Guy: A time of war…
(a bear runs by the camera)
Guy: …a time of anarchy…
(the bear shoots his gun)
(screams of agony)
Guy: …and a time of no squeegee toys.
(the bear throws a grenade and ducks behind a tree)
(there is an explosion and a guy flies up into the air)
Guy: Get ready for…
Garbage Pail Bears
Garbage Pail Bears
Garbage Pail Bears
(there are some bears running around in a circle on a cloud. There is a big rainbow in the back. There is a cloud house on the right of the screen)
(inside the cloud house, the camera is focused on the door from the inside)
(the door opens and a bear comes in)
Spiky Bear: Sir!
(the camera focuses in on Bear of Clouds)
Bear of Clouds: yes?
Spiky Bear: Report about the war against the humans
Bear of Clouds: Is it good?
Spiky Bear: I’m afraid not sir, the Clouds have been scattered, and the heat has risen
Bear of Clouds: has there been an attempt to regroup?
Spiky Bear: No, sir. When I said scattered…I meant spread out across the world. The nearest bears that are next to each other are about 2 miles away. Some are up to 20.
Bear of Clouds (leaning back in his chair): My God. Make them all come back to the main Cloud base.
Spiky Bear: Yessir right away sir.

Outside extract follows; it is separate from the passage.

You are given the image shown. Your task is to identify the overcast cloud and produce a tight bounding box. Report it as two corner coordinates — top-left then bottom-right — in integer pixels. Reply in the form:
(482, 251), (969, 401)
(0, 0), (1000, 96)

Can I ask you something sir?
Bear of Clouds: yeah sure, whatever.
Spiky Bear: are you gay?
Bear of Clouds: ahhhhhhhhhhhhhhhhhhhhhhhhhhhhhhhhh
(scene cuts to a line of bears, lined up)

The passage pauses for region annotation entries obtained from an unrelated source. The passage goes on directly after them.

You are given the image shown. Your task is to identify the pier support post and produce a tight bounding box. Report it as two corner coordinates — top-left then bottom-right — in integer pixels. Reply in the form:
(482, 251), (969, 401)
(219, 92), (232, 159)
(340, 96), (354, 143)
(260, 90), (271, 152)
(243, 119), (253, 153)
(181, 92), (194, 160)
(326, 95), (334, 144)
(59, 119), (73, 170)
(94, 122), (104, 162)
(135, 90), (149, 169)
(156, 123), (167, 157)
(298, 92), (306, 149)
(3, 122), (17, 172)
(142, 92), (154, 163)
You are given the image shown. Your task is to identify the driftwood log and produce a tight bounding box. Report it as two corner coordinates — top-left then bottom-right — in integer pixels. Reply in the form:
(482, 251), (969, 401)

(Bear of Clouds is walking in front of them, with one of those whips that generals have)
Bear of Clouds: ooh……sexy…..
(Bear of Clouds touches one of the bears on the shoulders, and whacks him in the leg with the whip)
Stupid Bear: SIR! Please, don’t whip me. Not here anyway.
(Stupid Bear winks)
Bear of Clouds: oh I’m sorry………………
(Bear of Clouds winks too)
(Soldier Bear flies in on his cloud)
Soldier Bear: I came back from the front!
Bear of Clouds: status report
Soldier Bear: wweeellllllll………..
Bear of Clouds: drop to your knees, close your eyes, open your mouth and be quiet
(scene cuts to a bear sitting at a desk)
Writer Bear: ….hmm….that was gay….why would I write something like that?
(Guy, the announcer, bursts in through the door)
Guy: Cuz Ya ARRREEEEEEEEEEEEE (gay that is)!!
Writer Bear: get outtaaa heeeeaaa!
(Writer Bear picks up his lamp and throws it at Guy)
Guy: uh oh.
(Guy gets knocked out)
(as soon as he falls, Storm Troopers burst in and shoot everything, killing Writer Bear)
Storm Trooper: STORM TROOPAS ARE SOOOOOOOOOOOOO COOOOOLLLLL!